Changes in the airway microbiota during infection and rejection of LTRs
The top 6 most abundant phyla of the airway microbiota detected in our study were Firmicutes, Proteobacteria, Actinobacteria, Bacteroidetes, Cyanobacteria and Fusobacteria. The 28 dominant genera with an average relative abundance greater than 1% in at least one group (mainly Streptococcus, Rothia, Enterococcus, Haemophillus and Granulicatella) accounted for up to 90% of the total genera. The microbial composition of the airway microbiota at the phylum level and the genus level was distinct among the event-free, infection and rejection recipients (Fig. 4A, B).
Moreover, LEfSe on all bacterial taxa was used to identify the different microbiota constituents among the 3 transplant groups (LDA score >2.0, Fig. S2). To more clearly explore microbial differences among the 3 groups, we selected the above 28 dominant genera to build the LEfSe plot, and a total of 10 distinguished genera were identified (Fig. 4C). Three genera, namely, Corynebacterium, unclassified Enterococcaceae and unclassified Lactobacillales were greatly enriched in the infection group, and 7 genera, namely, Rothia, Granulicatella, Neisseria, Actinomyces, Leptotrichia, Lactobacillus and unclassified Aerococcaceae, were significantly enriched in the rejection group, while no differentially abundant genera were found in clinically stable recipients. Table S1 compares the relative abundance and prevalence of the 10 genera in the 3 groups.

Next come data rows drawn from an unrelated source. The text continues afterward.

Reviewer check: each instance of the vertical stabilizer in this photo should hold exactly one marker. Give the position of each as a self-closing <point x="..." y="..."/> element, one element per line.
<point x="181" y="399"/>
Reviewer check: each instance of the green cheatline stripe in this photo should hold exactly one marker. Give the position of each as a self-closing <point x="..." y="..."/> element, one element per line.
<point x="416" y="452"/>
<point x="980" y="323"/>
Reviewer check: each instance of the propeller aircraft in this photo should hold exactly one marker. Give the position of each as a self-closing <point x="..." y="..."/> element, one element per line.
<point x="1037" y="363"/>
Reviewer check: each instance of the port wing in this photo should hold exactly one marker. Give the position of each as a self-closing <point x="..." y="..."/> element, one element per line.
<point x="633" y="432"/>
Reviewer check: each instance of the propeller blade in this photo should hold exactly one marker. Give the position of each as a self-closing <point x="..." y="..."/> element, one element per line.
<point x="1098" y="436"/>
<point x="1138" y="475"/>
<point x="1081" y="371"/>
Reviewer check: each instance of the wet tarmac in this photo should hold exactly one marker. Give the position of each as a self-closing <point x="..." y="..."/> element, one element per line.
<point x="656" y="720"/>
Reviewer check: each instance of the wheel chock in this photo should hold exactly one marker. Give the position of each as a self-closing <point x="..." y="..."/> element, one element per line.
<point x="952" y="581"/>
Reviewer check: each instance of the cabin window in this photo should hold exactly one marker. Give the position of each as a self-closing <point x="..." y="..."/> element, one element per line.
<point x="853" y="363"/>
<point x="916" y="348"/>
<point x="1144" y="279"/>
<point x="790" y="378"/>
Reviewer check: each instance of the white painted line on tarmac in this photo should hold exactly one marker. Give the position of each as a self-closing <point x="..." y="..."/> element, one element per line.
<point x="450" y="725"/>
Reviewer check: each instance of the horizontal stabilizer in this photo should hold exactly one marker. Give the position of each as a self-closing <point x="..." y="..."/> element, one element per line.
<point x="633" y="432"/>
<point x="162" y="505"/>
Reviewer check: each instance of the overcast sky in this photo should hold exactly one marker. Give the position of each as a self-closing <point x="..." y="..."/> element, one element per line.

The prediction efficiency of the airway microbiota and clinical features for different clinical diagnoses of LTRs
Finally, we attempted to evaluate whether there were useful adjunctive indicators for the discrimination of different transplant groups. Generally, increases in serum PCT and peripheral blood T-lymphocyte levels are associated with infection and acute rejection after LT, respectively [34,35]. In our study, PCT and T-lymphocyte levels were relatively high in the recipients with infection and rejection, respectively, but the differences were not statistically significant (Fig. 5A, B). Therefore, random forest analysis was performed using individual airway microbiota constituents alone or in combination with clinical variables (PCT and T-lymphocyte levels) to investigate their prediction efficiencies in LTRs with different clinical diagnoses. First, the ROC curve was determined using the above 10 potential indicators identified by LEfSe, with AUC values of 0.697 (95%CI: 68.45-71.03%), 0.854 (95%CI: 84.13-86.63%) and 0.822 (95%CI: 81.08-83.28%) to distinguish between the event-free and infection, event-free and rejection, and infection and rejection groups, respectively (Fig. 5C). In comparison, the model was built based on the combination of the 10 genera and PCT and T lymphocyte levels. The results revealed an improved performance, and the corresponding AUCs reached 0.894 (95% CI: 88.54-90.34%), 0.955 (95% CI: 94.78-96.24%) and 0.913 (95% CI: 90.28-92.31%, Fig. 5D). These results indicated that the airway microbiota, especially combined with PCT and T lymphocyte levels, was a reliable indicator of infection and acute rejection in LTRs.